3. The study’s lead researcher, Dr. Harald Matthes, estimated half a million Germans experienced serious side effects following vaccination. Survey findings indicate up to 80% of people with severe reactions recover within three to six months, but for 20% the symptoms persist.
This equates to 100,000 Germans currently suffering from long-term serious side effects. That means 0.16% of people vaccinated are still suffering serious side effects more than six months following vaccination.
4. This is a major embarrassment for the PEI, which has maintained all along that it is doing a thorough tracking of vaccine adverse events and denounced as “anti-vaxxers” anyone who questioned the official numbers.
5. Matthes called on the government to take people claiming vaccine injury seriously and to provide dedicated outpatient care to the vaccine-injured.
He noted most have been unable to find help in the current medical climate, which both strongly discourages talking about vaccine injury and is basically clueless about how to help the vaccine-injured. Matthes also called for allowing doctors to discuss vaccine injury openly so that they can develop treatments without fear of being denounced as “anti-vaxxers.”
6. Matthes noted a strong similarity between many of the symptoms of so-called “long COVID” and vaccine injury and believes treatments for long COVID may be helpful in addressing vaccine injury.
7. Germany set up outpatient clinics devoted to long COVID, and the vaccine-injured can turn to them for help. But there’s a problem: too many injuries.
From this article:
“The special outpatient clinic at the University Hospital in Marburg is a prominent example of this. The employees actually wanted to do research on Long Covid, but now they mainly care for patients with severe vaccination side effects.
“Between 200 and 400 e-mails from those affected are now received daily in the Marburg special outpatient clinic, and the waiting list includes around 800 patients.
“The problem here, however, is that demand far outstrips supply. ‘We need more outpatient clinics, they are far from enough,’ emphasizes Matthes in the MDR report. [Note that outpatient treatment in German is machine-translated into ‘ambulances’ in English.]”

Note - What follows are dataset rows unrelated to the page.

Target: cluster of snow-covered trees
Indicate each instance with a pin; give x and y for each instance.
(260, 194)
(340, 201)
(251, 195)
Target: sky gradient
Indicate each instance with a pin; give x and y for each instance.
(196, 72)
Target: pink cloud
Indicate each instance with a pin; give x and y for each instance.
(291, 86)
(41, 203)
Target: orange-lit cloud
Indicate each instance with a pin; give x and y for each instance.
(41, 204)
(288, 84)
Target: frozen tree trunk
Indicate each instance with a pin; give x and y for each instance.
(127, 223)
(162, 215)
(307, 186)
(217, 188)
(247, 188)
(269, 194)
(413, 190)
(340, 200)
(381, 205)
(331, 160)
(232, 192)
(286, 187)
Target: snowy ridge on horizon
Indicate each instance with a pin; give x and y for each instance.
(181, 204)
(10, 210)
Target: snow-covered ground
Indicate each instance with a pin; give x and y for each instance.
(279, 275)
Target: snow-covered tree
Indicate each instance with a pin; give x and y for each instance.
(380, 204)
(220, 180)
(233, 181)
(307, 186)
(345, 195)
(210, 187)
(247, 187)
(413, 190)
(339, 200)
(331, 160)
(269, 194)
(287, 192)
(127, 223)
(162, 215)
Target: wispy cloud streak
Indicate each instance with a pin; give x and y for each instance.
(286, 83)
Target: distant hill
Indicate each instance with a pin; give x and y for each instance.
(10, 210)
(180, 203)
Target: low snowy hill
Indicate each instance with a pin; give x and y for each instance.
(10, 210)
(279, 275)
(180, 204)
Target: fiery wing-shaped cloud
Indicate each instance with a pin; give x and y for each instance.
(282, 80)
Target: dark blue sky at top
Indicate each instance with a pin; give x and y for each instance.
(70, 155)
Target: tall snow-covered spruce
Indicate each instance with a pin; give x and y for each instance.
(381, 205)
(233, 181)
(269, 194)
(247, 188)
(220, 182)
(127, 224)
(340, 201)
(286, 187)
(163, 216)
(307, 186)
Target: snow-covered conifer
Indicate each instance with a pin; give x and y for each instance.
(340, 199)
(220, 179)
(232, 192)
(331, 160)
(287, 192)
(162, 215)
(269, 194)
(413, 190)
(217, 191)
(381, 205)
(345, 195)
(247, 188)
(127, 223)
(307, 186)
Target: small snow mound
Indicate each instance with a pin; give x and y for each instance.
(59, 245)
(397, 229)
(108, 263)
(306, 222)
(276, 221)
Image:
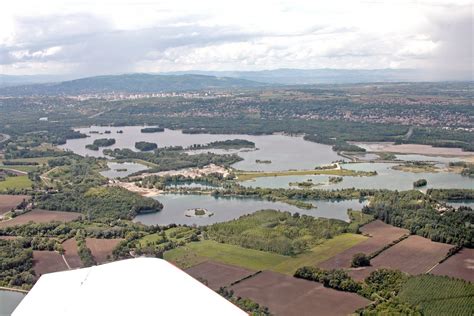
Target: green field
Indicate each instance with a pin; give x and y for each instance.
(439, 295)
(19, 182)
(197, 252)
(244, 176)
(320, 253)
(39, 160)
(19, 168)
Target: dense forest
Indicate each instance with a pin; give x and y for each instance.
(274, 231)
(174, 158)
(416, 212)
(99, 202)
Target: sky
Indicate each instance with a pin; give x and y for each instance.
(123, 36)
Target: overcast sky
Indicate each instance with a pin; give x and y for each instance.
(121, 36)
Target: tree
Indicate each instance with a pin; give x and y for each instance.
(360, 260)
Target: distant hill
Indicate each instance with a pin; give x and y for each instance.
(132, 83)
(10, 80)
(317, 76)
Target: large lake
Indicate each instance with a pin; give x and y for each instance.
(285, 152)
(9, 300)
(225, 209)
(387, 178)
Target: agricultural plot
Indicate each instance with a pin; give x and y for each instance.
(216, 275)
(286, 295)
(414, 255)
(47, 262)
(460, 266)
(381, 235)
(70, 253)
(102, 248)
(40, 216)
(8, 202)
(198, 252)
(18, 182)
(439, 295)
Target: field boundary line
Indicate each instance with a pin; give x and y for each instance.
(12, 289)
(65, 261)
(387, 246)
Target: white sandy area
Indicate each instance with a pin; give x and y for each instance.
(189, 172)
(414, 149)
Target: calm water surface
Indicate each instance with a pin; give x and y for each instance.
(9, 301)
(285, 152)
(387, 178)
(226, 209)
(117, 169)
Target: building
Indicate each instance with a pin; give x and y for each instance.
(141, 286)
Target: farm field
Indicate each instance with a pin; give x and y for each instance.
(414, 255)
(40, 216)
(320, 253)
(439, 295)
(7, 202)
(286, 295)
(381, 235)
(47, 262)
(216, 275)
(461, 265)
(198, 252)
(71, 255)
(102, 248)
(18, 182)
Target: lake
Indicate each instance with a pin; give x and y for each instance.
(9, 300)
(457, 204)
(226, 209)
(387, 178)
(285, 152)
(122, 169)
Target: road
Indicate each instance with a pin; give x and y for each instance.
(4, 137)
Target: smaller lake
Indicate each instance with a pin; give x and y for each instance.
(226, 209)
(468, 203)
(285, 152)
(9, 300)
(122, 169)
(386, 178)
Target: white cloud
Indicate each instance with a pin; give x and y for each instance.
(116, 36)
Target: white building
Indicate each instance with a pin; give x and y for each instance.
(142, 286)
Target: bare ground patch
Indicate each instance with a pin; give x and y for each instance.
(286, 295)
(41, 216)
(414, 255)
(47, 262)
(102, 248)
(9, 202)
(71, 254)
(461, 265)
(216, 275)
(381, 234)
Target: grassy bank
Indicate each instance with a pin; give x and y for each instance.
(244, 176)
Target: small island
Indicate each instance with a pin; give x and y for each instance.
(145, 146)
(225, 144)
(152, 130)
(101, 142)
(198, 212)
(334, 180)
(420, 183)
(304, 184)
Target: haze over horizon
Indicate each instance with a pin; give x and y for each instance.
(82, 38)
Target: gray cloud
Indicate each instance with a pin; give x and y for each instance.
(453, 58)
(96, 48)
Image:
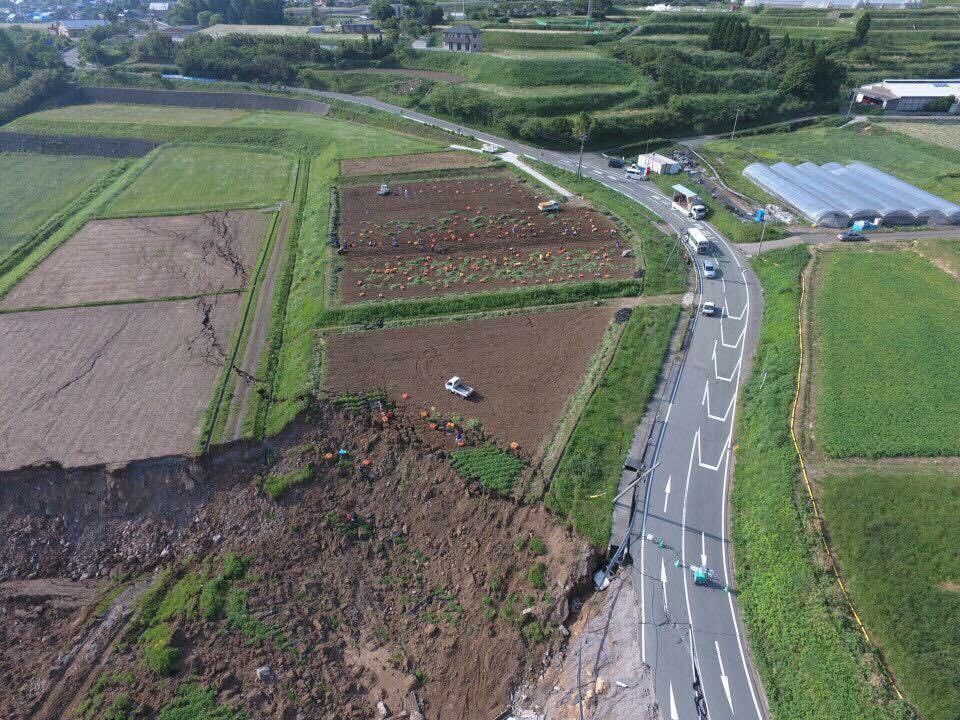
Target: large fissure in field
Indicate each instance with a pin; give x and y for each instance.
(345, 555)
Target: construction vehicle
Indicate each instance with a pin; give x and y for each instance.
(458, 387)
(697, 241)
(688, 202)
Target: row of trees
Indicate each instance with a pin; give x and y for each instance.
(734, 33)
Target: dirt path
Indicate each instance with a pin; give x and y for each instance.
(81, 664)
(259, 327)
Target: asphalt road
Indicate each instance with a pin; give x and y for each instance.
(688, 632)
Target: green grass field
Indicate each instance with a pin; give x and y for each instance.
(350, 139)
(43, 184)
(587, 476)
(190, 178)
(888, 366)
(928, 166)
(895, 534)
(150, 114)
(810, 658)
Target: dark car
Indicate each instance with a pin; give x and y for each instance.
(851, 236)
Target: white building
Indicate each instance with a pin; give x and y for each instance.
(911, 95)
(659, 163)
(835, 4)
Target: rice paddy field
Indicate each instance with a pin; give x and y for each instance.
(151, 114)
(44, 184)
(888, 364)
(191, 178)
(894, 532)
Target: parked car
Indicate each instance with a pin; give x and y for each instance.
(851, 236)
(458, 387)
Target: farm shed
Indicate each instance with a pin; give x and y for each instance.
(836, 195)
(659, 163)
(912, 95)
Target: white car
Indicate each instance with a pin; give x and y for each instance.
(458, 387)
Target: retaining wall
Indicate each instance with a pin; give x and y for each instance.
(75, 145)
(193, 98)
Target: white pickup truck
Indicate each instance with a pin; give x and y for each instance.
(458, 387)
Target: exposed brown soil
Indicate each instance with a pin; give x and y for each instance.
(468, 235)
(523, 368)
(107, 384)
(152, 257)
(427, 604)
(444, 160)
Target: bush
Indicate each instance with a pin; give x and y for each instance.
(159, 655)
(496, 469)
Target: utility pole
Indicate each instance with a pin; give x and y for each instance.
(763, 232)
(583, 139)
(735, 118)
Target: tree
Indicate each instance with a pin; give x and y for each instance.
(382, 10)
(156, 46)
(862, 28)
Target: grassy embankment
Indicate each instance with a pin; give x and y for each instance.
(890, 388)
(36, 187)
(810, 656)
(588, 474)
(888, 361)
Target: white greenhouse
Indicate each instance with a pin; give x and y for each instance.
(835, 195)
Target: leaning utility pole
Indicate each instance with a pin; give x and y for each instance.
(735, 118)
(583, 139)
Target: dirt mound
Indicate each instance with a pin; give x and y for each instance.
(380, 576)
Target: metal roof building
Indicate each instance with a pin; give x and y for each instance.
(835, 195)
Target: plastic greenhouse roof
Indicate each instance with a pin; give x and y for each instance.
(834, 194)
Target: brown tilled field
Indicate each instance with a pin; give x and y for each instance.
(444, 160)
(108, 384)
(524, 367)
(469, 235)
(153, 257)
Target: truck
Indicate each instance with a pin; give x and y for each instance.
(458, 387)
(697, 241)
(688, 202)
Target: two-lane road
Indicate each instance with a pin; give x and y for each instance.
(690, 635)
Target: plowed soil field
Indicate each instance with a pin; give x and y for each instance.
(446, 160)
(152, 257)
(523, 368)
(469, 235)
(108, 384)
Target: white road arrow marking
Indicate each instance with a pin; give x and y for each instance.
(723, 676)
(663, 579)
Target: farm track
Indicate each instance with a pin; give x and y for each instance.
(89, 656)
(259, 327)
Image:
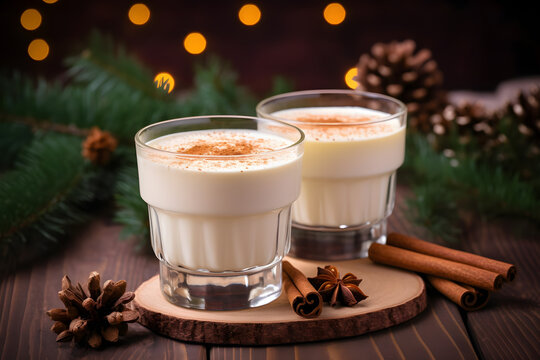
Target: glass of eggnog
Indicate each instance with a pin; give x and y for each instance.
(355, 141)
(219, 191)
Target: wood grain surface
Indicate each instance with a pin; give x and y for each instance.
(25, 295)
(507, 328)
(437, 333)
(394, 296)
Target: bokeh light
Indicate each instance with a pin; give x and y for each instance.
(195, 43)
(164, 80)
(249, 14)
(334, 13)
(139, 14)
(349, 78)
(38, 49)
(31, 19)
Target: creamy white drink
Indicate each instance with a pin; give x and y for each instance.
(349, 160)
(219, 196)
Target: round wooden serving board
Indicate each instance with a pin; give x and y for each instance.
(394, 296)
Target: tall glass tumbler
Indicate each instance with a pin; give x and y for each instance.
(219, 191)
(355, 142)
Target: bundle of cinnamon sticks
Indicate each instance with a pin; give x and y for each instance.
(466, 279)
(304, 299)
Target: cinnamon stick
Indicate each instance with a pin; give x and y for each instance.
(410, 260)
(508, 271)
(468, 297)
(304, 299)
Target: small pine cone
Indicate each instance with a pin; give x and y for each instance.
(470, 121)
(98, 146)
(396, 70)
(526, 110)
(91, 318)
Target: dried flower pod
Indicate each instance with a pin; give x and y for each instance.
(89, 318)
(334, 290)
(94, 286)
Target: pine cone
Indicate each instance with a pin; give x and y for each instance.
(394, 69)
(470, 121)
(101, 314)
(98, 146)
(526, 110)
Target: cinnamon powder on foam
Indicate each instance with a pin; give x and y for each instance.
(335, 127)
(221, 143)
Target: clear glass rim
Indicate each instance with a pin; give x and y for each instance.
(143, 145)
(402, 108)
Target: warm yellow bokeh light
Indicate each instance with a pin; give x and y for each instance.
(249, 14)
(38, 49)
(195, 43)
(30, 19)
(349, 78)
(334, 13)
(164, 80)
(139, 14)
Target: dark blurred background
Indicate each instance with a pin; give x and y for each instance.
(477, 43)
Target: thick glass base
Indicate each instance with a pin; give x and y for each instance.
(325, 243)
(221, 291)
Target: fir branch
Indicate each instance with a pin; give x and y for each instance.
(107, 67)
(445, 189)
(46, 191)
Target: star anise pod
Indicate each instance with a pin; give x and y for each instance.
(334, 289)
(90, 318)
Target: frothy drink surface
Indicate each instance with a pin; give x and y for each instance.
(209, 147)
(343, 123)
(220, 198)
(350, 156)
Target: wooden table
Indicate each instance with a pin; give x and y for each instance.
(509, 328)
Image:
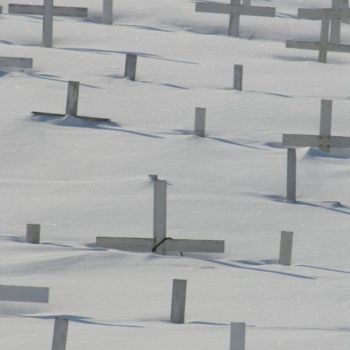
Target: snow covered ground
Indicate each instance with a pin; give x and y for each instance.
(87, 180)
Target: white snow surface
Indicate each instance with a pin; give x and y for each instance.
(80, 180)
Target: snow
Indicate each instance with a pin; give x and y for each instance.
(80, 180)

8. This story is huge. It is akin to researchers at Harvard Medical School coming forward and announcing the Centers for Disease Control and Prevention (CDC) was undercounting the serious adverse event rate by a factor of 40, that vaccine injury is real, the vaccine-injured need to be taken seriously and treated, and that doctors need to be able to voice their opinions openlywithout fear of retribution so treatments for the vaccine-injured can be developed.
9. In this interview, Matthes is asked about Andreas Schöfbeck, the insurance company executive who was fired after raising concerns about vaccine injury based on claims data:
“He should have said there is a clue here, but causality has yet to be verified. It wasn’t entirely clear if he was speaking politically, or if he was just doing his due diligence and saying: Here’s a signal that needs to be investigated further, please. That little differentiation cost him his job.
“But if you then look at how black and white is currently being painted in public and with what vehemence certain opinions are exchanged without there being any facts — then you realize how unfairly he was punished for something that maybe was not quite carefully worded.”
You can tell Matthes is being very cautious in his choice of words, but one can hardly justify Schöfbeck’s firing on the grounds that he was not guarded enough in his statements. (I’d bet dollars to donuts he would have been fired even if his statement was more carefully worded.)
10. Curiously, Matthes says the eight per 1,000 serious event rate “corresponds to what is known from other countries such as Sweden, Israel or Canada. Incidentally, even the manufacturers of the vaccines had already determined similar values in their studies.”
Is this true? My experience from Israel says it’s not. Perhaps there is some wiggle room, as according to this article, the study defines “serious events” as “symptoms that require medical treatment and last for several weeks or months.”
As far as I know, no study or data out of Israel has tracked serious events by that definition. If anybody knows what data he is comparing to, in Israel or elsewhere, please let us know in the comments.
11. Of course there are a lot of possible biases in the survey methodology. Unfortunately, I was not able to find any details on the methodology of the survey, so a more complete discussion of that will have to wait for another time.
One thing for sure: People who died from the vaccine can’t answer a survey, so the research has nothing to say on this issue.